Enhanced heat transfer in a two-dimensional serpentine micro-channel using elastic polymers

Abstract

Elastic turbulence has emerged as a promising method to enhance heat transfer performance at the microscale. However, previous studies have mainly focused on the overall convective heat transfer performance in curved channels, overlooking the fact that the chaotic flow intensity varies along the streamline, leading to diverse local heat transfer characteristics. In this study, we systematically investigate the hydraulic and thermal properties of a dilute polymer solution under elastic turbulence conditions, where the inflow conditions exhibit a vanishing Reynolds number (Re) and high Weissenberg number (Wi), enabling a comprehensive understanding of the influence of polymers on the system.

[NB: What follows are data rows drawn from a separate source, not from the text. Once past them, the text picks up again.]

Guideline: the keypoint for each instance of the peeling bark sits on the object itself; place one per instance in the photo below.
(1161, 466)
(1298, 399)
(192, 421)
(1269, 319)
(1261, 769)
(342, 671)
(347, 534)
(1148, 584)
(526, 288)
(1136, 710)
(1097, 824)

Through extensive direct numerical simulations using Rheotool, a two-dimensional curvilinear channel flow of an Oldroyd-B viscoelastic fluid is analyzed. By examining the variations of the friction factor and Nusselt number along the serpentine channel, we unveil both global and local characteristics of elastic turbulence. Based on the Wi value, we identify three distinct regimes. In the first regime (0<Wi≤3), we observe approximately 10% heat transfer enhancement accompanied by a roughly 5% reduction in the friction factor compared to laminar flow, known as polymer-induced thermal conductivity enhancement. In the second regime (3<Wi≤5), we observe a steep linear increase in heat transfer (around 30%) at the expense of up to 15% enhanced friction factor. Finally, in the fully developed elastic turbulence regime (Wi>5), we observe a remarkable heat transfer enhancement of up to 60% along with a reduced friction factor. The significant enhancement of heat transfer with increasing Wi can be attributed to the intensifying elastic instability resulting from the balance between normal stresses and streamlined curvatures.